From what I gather, a type 1 hypervisor is a lightweight OS which simply provides VM management functionality.

Will I get reasonable performance under each guest OS? Can all the guest OSs have access to a shared data drive, or is is best to have a storage server in another guest OS and mount it over the virtual network?

What about gaming, is this feasible, or will I realistically need to run Win7 on bare metal?

I'd appreciate any input.

Best Answer

It would seem that good progress has been made in VGA passthrough, in the last 18 months, so there is a chance such setup might work today. The requirement here is that all of the hardware elements (CPU, motherboard, GPU) do support IOMMU, that is either Intel VT-d or AMD-Vi (these are not the same as VT-x or AMD-V).

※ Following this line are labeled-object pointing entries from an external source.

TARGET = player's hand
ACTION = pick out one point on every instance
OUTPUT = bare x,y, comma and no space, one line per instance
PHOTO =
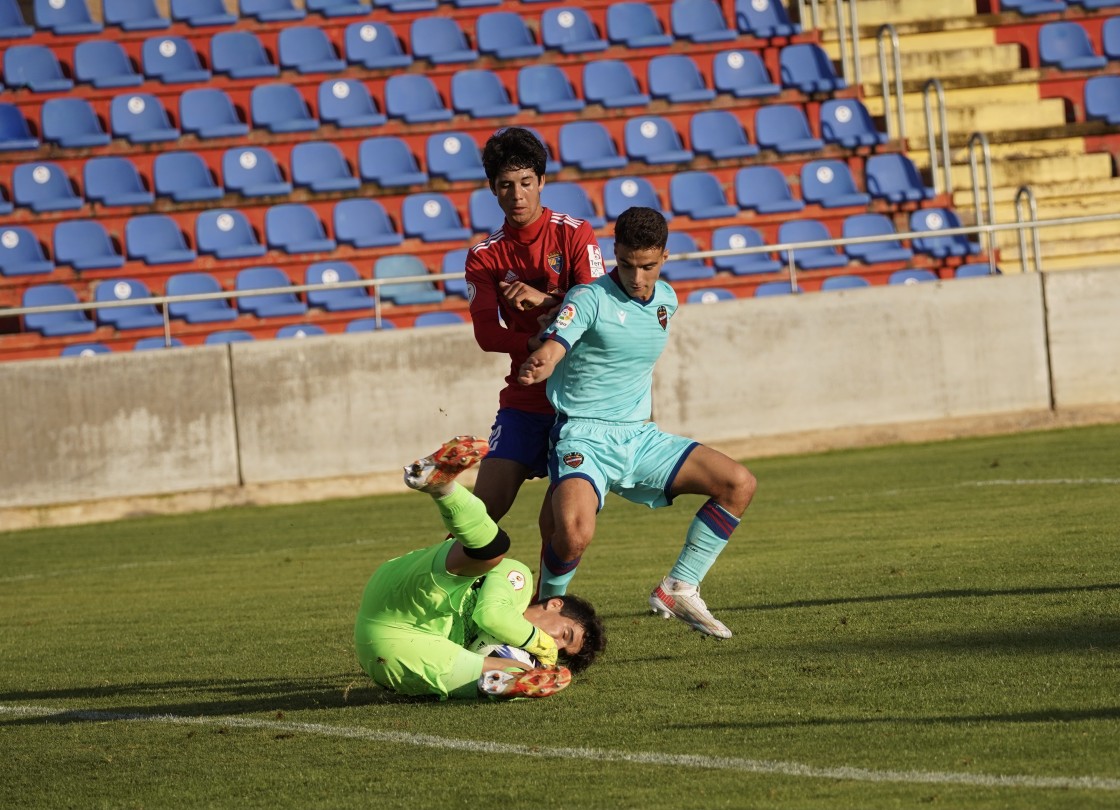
543,648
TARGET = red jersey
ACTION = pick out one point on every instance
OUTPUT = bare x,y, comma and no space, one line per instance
554,253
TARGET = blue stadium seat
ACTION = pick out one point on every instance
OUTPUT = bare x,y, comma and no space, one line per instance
338,8
139,316
739,238
184,177
208,112
505,36
253,173
271,10
743,74
684,269
719,135
571,199
65,18
700,21
874,252
12,25
809,258
35,67
830,184
269,305
847,122
635,25
104,64
307,49
408,292
299,332
589,146
72,322
895,178
114,180
933,220
322,167
677,78
20,252
364,223
15,132
1102,99
547,89
439,40
912,276
479,93
211,310
570,30
72,123
389,161
843,281
439,318
413,98
454,156
226,233
374,45
295,227
337,299
241,55
133,15
622,193
806,67
785,129
346,102
710,295
224,336
173,61
43,186
652,139
483,211
764,189
699,195
156,239
141,119
431,217
1066,45
280,108
202,14
612,84
766,19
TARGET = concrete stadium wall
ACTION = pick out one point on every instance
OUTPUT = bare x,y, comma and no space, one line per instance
232,418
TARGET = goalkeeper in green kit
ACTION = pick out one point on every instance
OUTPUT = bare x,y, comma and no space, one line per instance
422,611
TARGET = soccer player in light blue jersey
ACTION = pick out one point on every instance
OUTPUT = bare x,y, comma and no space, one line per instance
598,357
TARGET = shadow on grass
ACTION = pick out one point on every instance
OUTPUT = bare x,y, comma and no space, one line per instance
207,698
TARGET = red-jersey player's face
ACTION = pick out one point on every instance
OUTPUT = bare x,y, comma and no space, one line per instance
519,195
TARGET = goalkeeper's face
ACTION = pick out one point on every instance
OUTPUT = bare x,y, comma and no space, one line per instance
519,195
567,632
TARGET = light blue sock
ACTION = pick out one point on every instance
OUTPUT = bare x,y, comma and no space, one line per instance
707,536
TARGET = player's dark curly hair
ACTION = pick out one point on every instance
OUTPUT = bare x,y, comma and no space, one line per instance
595,635
513,148
642,229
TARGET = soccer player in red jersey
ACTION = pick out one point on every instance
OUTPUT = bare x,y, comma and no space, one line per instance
514,277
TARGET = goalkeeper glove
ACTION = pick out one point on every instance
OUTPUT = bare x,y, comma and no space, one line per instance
543,648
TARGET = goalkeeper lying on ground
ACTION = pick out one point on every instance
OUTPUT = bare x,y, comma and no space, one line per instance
421,612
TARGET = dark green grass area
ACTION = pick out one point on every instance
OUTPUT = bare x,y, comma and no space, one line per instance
950,610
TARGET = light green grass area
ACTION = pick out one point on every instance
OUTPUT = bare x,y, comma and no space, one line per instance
911,625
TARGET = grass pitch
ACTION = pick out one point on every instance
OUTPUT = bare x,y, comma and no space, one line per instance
923,624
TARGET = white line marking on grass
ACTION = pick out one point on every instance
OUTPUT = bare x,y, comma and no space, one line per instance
710,763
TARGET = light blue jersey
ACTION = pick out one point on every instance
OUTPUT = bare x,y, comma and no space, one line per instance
613,342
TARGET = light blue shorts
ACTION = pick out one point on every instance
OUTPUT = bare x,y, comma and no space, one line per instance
634,459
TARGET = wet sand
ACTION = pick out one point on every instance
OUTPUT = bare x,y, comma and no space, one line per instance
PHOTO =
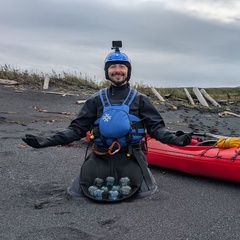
34,203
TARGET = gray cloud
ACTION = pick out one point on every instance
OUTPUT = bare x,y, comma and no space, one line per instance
167,47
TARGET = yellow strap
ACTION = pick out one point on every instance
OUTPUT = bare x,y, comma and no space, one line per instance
228,142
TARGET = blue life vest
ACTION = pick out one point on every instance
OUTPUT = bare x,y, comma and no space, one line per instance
116,124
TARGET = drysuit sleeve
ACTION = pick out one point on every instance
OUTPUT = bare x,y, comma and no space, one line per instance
74,132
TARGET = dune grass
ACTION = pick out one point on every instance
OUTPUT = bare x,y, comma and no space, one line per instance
70,81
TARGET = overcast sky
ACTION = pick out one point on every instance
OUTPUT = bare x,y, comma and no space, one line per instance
171,43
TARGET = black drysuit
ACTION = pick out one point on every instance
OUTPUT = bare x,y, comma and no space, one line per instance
117,165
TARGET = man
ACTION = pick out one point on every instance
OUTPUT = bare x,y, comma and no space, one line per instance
118,147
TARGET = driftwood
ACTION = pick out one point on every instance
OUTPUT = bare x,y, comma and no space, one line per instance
189,97
225,113
81,101
209,98
8,82
46,111
61,93
161,99
200,97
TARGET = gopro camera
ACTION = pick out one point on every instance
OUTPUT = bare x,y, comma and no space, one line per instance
116,45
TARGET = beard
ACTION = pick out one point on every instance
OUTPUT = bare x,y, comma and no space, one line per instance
117,82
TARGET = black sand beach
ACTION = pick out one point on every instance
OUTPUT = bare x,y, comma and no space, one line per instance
34,204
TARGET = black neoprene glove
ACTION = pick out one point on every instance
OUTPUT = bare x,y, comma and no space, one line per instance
39,142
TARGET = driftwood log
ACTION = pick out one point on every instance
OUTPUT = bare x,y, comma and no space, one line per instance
226,113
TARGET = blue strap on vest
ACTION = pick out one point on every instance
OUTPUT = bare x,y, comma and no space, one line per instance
116,124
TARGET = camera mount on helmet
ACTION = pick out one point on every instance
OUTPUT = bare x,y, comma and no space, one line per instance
116,45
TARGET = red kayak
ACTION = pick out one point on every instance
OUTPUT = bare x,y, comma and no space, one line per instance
207,161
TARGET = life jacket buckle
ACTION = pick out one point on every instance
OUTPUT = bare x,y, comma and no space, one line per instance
110,149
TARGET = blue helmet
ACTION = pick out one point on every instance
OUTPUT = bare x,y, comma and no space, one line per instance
117,57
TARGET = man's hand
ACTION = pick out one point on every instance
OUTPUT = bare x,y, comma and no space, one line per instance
35,141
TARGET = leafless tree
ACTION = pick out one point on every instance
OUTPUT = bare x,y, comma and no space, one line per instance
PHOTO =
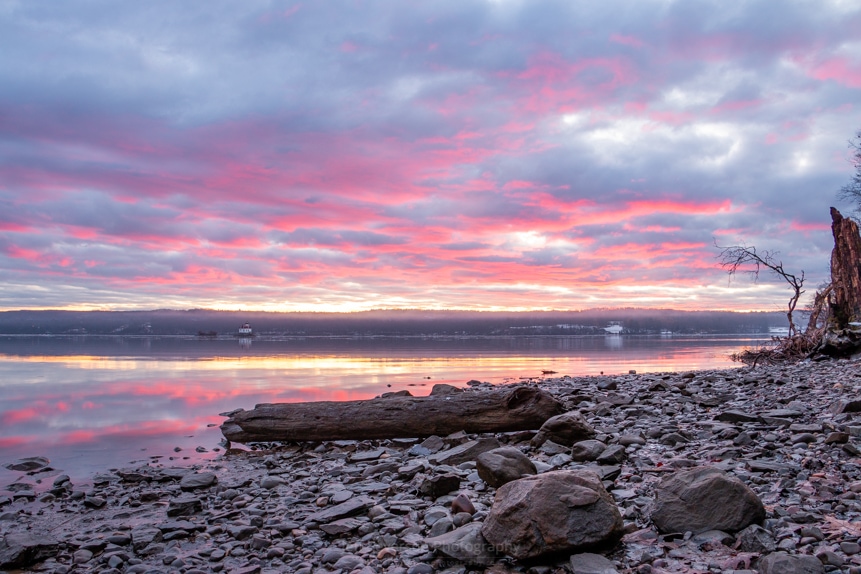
746,259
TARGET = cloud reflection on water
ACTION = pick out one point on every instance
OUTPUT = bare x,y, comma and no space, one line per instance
116,404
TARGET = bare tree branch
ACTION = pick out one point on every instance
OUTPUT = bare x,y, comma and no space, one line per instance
741,258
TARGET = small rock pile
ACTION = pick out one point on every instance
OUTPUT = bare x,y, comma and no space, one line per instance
731,471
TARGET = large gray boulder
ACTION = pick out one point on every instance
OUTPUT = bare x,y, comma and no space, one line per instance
705,498
560,511
783,563
502,465
587,450
565,429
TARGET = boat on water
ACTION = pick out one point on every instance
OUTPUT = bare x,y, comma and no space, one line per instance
614,329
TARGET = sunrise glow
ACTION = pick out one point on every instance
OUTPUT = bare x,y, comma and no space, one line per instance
279,156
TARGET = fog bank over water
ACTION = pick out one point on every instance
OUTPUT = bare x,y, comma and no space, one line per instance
386,323
94,402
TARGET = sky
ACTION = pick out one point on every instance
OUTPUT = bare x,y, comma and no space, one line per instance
466,154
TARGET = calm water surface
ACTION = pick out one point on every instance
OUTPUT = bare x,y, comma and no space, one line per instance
94,403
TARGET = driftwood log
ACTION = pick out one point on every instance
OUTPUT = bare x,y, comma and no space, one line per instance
843,328
520,408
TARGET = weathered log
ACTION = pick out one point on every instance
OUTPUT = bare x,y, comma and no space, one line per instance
520,408
843,329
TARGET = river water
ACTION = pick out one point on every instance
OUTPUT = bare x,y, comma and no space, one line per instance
93,403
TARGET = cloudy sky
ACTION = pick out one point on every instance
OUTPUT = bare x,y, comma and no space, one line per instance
450,154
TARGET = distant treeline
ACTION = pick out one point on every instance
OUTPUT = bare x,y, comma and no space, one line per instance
385,323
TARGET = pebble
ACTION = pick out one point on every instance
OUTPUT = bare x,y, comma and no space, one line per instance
369,506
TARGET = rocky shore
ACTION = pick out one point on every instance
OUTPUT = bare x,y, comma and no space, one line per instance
731,471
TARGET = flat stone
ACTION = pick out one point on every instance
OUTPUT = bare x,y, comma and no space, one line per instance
704,498
341,527
28,464
184,505
367,455
587,563
440,484
736,416
465,544
501,465
559,511
465,452
21,550
198,480
346,509
783,563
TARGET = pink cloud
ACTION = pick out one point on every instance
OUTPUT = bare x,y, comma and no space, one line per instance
632,41
839,69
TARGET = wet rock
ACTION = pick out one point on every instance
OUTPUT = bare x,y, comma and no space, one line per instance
501,465
705,498
559,511
564,429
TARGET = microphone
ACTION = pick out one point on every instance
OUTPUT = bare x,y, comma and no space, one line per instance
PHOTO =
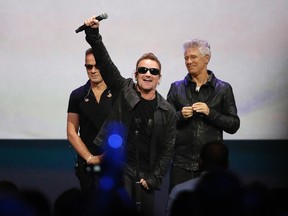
99,18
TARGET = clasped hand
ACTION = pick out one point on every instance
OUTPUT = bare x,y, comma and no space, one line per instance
199,107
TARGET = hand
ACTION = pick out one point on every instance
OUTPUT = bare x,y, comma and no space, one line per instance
187,112
92,21
200,107
144,184
95,160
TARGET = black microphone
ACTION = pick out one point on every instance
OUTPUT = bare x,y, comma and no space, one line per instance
99,18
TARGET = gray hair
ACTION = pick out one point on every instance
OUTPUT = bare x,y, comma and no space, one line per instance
202,45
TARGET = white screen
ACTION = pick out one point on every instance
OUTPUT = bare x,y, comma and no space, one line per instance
42,58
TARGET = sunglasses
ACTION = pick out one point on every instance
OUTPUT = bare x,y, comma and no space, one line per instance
90,67
153,71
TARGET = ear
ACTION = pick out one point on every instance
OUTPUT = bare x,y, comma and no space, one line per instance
207,59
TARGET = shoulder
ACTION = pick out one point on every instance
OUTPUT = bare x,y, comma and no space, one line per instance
82,90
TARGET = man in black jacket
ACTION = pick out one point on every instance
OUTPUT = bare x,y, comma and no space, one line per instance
145,120
205,107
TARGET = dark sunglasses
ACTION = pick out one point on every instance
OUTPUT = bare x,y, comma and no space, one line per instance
153,71
90,67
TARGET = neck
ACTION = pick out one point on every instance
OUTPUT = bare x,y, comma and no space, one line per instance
200,79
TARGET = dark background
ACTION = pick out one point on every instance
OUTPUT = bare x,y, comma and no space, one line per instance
47,165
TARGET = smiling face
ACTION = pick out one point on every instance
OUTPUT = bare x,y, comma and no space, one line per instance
195,61
147,82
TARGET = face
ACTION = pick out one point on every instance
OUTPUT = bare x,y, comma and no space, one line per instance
195,63
93,73
146,81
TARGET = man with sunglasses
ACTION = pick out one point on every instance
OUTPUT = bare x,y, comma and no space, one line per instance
88,107
205,109
148,120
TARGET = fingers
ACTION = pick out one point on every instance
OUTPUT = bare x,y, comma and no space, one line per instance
92,21
187,111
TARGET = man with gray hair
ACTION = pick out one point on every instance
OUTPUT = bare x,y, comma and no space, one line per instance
205,108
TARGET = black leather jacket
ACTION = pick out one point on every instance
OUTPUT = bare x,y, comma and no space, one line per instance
164,130
200,129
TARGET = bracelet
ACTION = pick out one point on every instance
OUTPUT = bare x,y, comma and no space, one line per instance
89,158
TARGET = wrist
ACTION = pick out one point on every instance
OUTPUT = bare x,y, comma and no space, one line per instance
89,158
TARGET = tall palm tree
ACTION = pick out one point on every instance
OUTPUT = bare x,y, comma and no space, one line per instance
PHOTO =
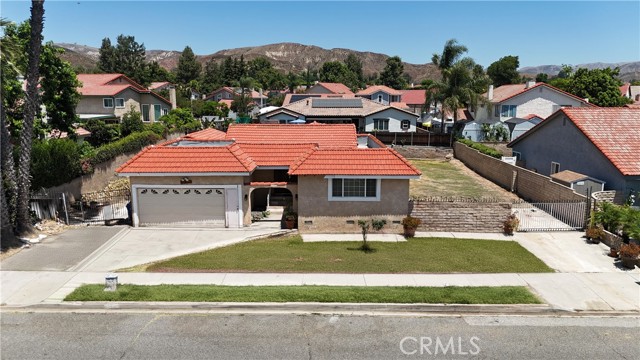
32,104
451,54
9,52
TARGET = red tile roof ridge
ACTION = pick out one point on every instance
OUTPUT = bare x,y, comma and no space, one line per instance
134,158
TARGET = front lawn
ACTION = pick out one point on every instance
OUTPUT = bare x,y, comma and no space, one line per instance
418,255
343,294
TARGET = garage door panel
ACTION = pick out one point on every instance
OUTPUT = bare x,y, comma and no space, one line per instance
181,206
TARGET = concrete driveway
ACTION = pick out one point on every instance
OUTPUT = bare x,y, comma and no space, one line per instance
137,246
63,251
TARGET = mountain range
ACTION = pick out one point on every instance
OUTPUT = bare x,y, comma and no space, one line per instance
298,57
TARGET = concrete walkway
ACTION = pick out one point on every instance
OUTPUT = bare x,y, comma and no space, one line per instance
586,280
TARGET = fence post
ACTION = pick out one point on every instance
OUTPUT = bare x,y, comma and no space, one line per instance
64,205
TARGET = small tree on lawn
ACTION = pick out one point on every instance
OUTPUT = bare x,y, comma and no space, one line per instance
365,225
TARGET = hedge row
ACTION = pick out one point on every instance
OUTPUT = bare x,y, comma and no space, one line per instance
130,143
482,148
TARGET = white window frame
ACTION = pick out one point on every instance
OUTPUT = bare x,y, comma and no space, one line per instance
384,122
330,196
148,112
508,110
105,101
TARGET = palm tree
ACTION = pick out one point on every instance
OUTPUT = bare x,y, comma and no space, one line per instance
32,104
451,54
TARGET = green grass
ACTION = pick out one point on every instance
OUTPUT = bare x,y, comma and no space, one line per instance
345,294
444,179
418,255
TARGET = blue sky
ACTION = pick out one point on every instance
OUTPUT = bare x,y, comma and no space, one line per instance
539,32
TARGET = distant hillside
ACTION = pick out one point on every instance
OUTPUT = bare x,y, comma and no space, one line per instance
628,70
284,56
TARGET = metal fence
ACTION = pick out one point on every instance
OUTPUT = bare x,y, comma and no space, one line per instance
102,206
551,216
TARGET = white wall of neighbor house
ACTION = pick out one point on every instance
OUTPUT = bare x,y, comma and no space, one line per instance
395,118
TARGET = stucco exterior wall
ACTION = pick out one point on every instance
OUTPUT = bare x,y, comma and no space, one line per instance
395,118
317,214
559,140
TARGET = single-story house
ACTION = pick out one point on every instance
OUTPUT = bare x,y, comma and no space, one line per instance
109,96
331,176
602,143
366,115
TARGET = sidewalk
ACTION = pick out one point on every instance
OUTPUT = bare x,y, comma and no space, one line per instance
587,280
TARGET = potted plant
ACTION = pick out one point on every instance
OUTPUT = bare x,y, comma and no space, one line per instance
510,225
629,254
594,234
290,217
410,224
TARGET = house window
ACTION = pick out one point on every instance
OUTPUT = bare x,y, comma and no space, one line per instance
381,124
517,155
348,189
508,111
145,112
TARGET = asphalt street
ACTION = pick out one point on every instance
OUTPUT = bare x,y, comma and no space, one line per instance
121,335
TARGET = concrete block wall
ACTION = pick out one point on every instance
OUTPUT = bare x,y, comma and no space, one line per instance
525,183
460,215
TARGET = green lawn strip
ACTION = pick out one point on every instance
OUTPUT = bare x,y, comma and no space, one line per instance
344,294
446,180
418,255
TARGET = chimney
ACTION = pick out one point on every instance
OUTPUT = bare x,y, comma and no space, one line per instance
172,98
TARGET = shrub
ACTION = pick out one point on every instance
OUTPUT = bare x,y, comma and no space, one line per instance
133,142
54,162
131,122
482,148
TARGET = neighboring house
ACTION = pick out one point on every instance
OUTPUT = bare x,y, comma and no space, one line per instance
329,88
522,100
327,173
228,93
366,115
381,94
414,100
110,96
601,143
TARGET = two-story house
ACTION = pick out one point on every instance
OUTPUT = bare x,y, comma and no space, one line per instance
109,96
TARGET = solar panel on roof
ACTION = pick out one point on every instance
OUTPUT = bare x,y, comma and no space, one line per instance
336,103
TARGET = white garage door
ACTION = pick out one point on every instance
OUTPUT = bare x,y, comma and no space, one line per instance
181,206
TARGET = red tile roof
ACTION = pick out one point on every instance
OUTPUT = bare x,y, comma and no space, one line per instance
189,159
336,88
341,135
505,92
413,97
384,161
207,134
276,154
615,131
375,88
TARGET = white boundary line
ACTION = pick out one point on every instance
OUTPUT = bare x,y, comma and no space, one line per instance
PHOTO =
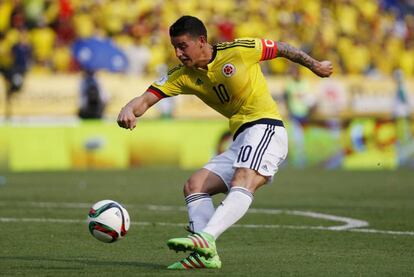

I am about to try something similar; my plan A (there might be B, C ... if A fails) is to try KVM with very recent (stable) versions of kernel, libvirt and qemu. I will most likely start with either of distributions Arch, Fedora or Proxmox (ie. Debian optimized for KVM). I might even try doing the same thing with various distros to compare the process and effect.

If you are still interested in answer, I found this useful guide which is being continuously updated and kept up-to-date (as of today - see date of my answer below). I plan to base my work on this guide KVM VGA-Passthrough on ArchLinux forums

KVM is not the only option, there is also strong support in Xen community for VGA passthrough, it is also supported under new versions of EXSi. If I need plan B or C, these will be my choices.